MoneyGram's move comes as stablecoins have become one of crypto's fastest-growing sectors, drawing interest from banks, fintech firms and payment providers looking to revamp cross-border payments using blockchain rails. These tokens, with prices tied to fiat currencies like the U.S. dollar, could offer cheaper, faster and around-the-clock settlements than traditional banking rails, making them increasingly popular for remittances. Their market size could reach $4 trillion by 2030 from the current $300 billion, global bank Citi projected.

SoFi recently unveiled its in-house build stablecoin SoFiUSD, while companies such as PayPal and Western Union partnered with crypto infrastructure providers like Paxos and Anchorage Digital to bring stablecoin services to customers.

MoneyGram, with over 60 million customers and nearly half a million retail
locations, is following the latter path.

The company partnered with Bridge, the stablecoin infrastructure platform acquired by Stripe, which serves as MGUSD's regulated issuer. Blockchain infrastructure firm M0 developed the smart contracts used to mint and redeem the token, while Fireblocks provides wallet infrastructure.
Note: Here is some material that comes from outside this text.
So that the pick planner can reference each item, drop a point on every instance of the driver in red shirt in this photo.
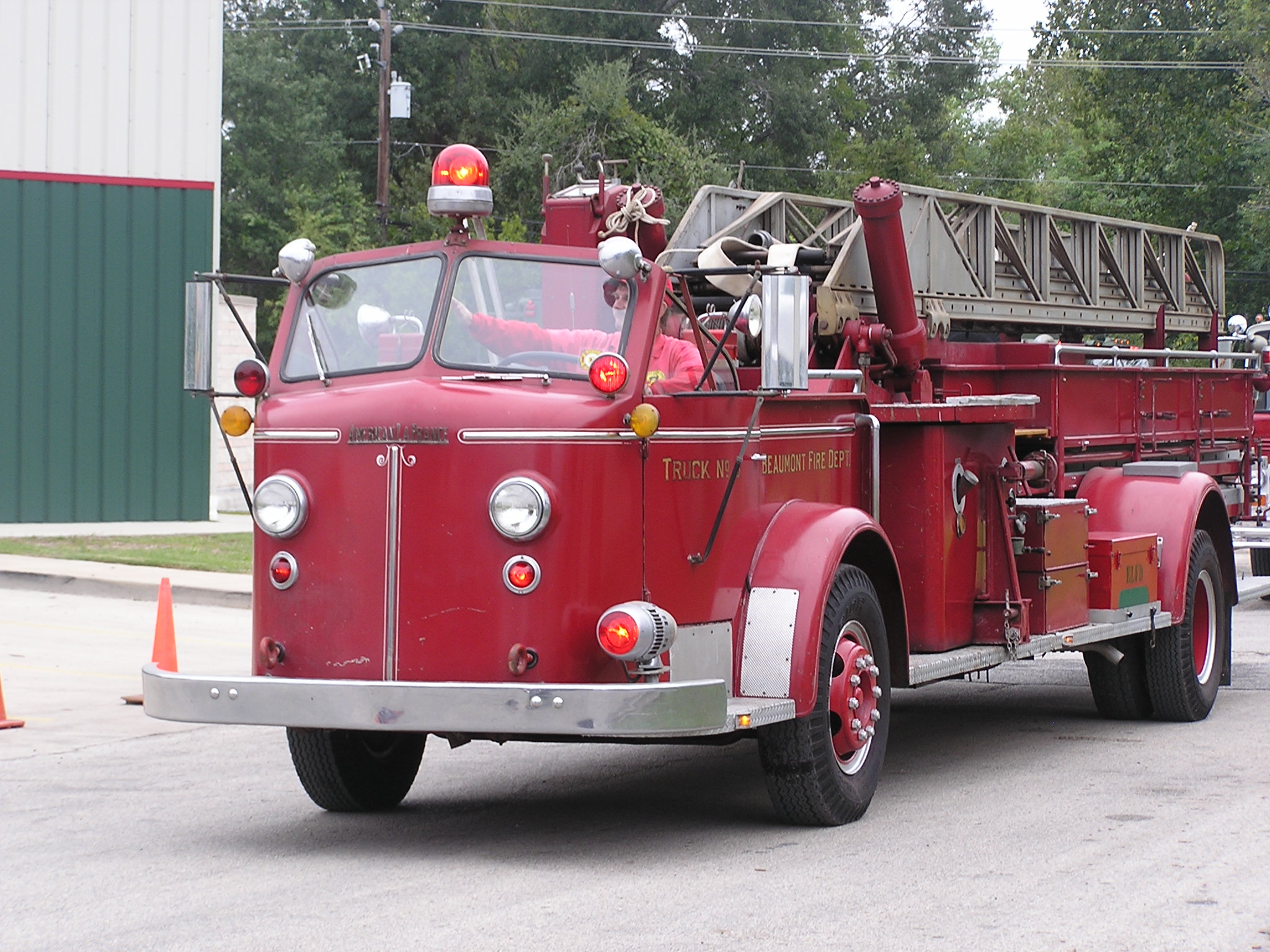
(675, 367)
"Starting with our distribution platform, we’re using stablecoin as a foundation to build future applications on our global network," said Anthony Soohoo, chairman and CEO of MoneyGram, in a statement. "MGUSD is the stablecoin we built for our customers, for the families sending money home and for the billions of people around the world with limited financial access."

The company said MGUSD is intended to serve as a core piece of infrastructure across its payments network, which reaches more than 60 million customers and nearly 500,000 retail locations worldwide.

The launch builds on MoneyGram's relationship with the Stellar Development Foundation, a partnership that has focused on stablecoin-powered remittance services for the past five years.

"Stellar was built for real-world utility at institutional scale," Stellar Development Foundation CEO Denelle Dixon said in a statement. "MGUSD is the next milestone that demonstrates what purpose-built blockchain can deliver when paired with a trusted payments network."